Based on the observations above, several points were considered fixed while developing the weighting function for use in this model. The highest weighting was fixed at 20% of the maximum shock strength and had a normalized amplitude of 1. Tissue that received 10% and 100% of the maximum shock strength were fixed at a relatively low amplitude of 0.1 and between 8% and 10% the weighting function diminished to zero. Between the fixed points outlined above, the slope of the curve was determined arbitrarily to be a cosine function with an offset rising from 0 to 1 below 20%, and falling from 1 to .1 above 20%. Figure 3a shows the weighting designed with these criteria. Figure 3b shows the cumulative weighting distribution for the amount of tissue that receives any given shock strength. The average shock strength received by the tissue with the weighting distribution presented in Figure 3 was 40% of the maximum shock strength, which is within the range of average values reported in Table 1. This cumulative weighting distribution was remarkably similar to measured distributions of shock strength in animal experiments , regardless of the electrode configuration used. Finite element modeling of defibrillation shock distribution with various shocking electrode configurations has also demonstrated similar cumulative shock strength distribution. The weighting distribution shown in Figure 3 was not meant to reproduce exactly the distribution observed during shocks delivered with any single electrode configuration, but was intended to be general enough to represent many internal defibrillation electrode configurations. The proposed weighting function contains many of the basic characteristics observed from diverse mapping studies.
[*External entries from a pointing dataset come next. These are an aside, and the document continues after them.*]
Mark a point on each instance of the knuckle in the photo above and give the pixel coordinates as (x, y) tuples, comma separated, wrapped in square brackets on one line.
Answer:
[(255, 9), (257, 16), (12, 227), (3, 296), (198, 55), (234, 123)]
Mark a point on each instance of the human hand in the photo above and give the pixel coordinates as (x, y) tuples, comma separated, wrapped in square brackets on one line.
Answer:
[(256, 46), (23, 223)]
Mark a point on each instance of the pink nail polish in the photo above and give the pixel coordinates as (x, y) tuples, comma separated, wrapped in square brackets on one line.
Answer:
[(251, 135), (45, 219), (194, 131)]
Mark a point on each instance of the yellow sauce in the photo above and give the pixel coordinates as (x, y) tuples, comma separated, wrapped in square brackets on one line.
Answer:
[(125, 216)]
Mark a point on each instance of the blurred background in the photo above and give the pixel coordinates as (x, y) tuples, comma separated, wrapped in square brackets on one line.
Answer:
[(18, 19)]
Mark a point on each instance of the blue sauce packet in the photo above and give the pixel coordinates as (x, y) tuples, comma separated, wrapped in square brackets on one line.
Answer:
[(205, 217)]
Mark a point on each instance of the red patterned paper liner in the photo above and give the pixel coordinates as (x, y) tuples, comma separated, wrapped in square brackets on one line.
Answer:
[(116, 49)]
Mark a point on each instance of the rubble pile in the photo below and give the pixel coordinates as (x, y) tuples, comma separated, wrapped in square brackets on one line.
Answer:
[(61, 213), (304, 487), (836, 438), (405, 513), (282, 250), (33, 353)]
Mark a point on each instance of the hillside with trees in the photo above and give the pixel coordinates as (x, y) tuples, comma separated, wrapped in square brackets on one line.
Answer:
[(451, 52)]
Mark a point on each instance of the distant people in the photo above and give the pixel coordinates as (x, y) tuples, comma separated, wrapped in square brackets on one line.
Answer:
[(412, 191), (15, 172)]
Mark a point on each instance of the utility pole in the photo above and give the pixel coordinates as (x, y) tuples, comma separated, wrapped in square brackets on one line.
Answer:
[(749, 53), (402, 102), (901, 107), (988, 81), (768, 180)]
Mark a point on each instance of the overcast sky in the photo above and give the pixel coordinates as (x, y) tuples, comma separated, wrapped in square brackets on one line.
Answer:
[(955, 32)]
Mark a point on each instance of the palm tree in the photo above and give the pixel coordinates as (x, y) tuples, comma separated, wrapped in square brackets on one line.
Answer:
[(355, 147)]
Weighting for a control shock presented in Figure 3 represented the weighting function for single path shocks. Since there are no published results of field gradient measures with sequentially switched dual path shocks, an estimate of the field distribution of a dual path shock was extrapolated from the results of single path defibrillation field gradient measurements. It was assumed that the potential field gradient distribution for both shocking paths was the same, and that the field gradient distributions were independent and randomly distributed through each other. In other words, the first shock field gradient distribution had no effect on the second shock field gradient distribution. To extrapolate this to a weighting for two independent shocking paths, weighting of Shock A was multiplied by the transpose of the weighting of Shock B. Since the shock field distributions for Shock A and Shock B were assumed to be similar, the column vector represented in Figure 3 is multiplied by its transpose, a row vector of the same values. When these column and row vectors were multiplied, a matrix representing the weighting function of two independent paths was calculated. Figure 4 shows weighting for a dual path electrode configuration. As expected, the weighting was zero for all points below 8% shock strength for either A or B. The peak of the distribution was at 20% A, 20% B, and had a weighting of 1. Tissue that received 100% A and 100% B had a relatively low weighting of 0.01.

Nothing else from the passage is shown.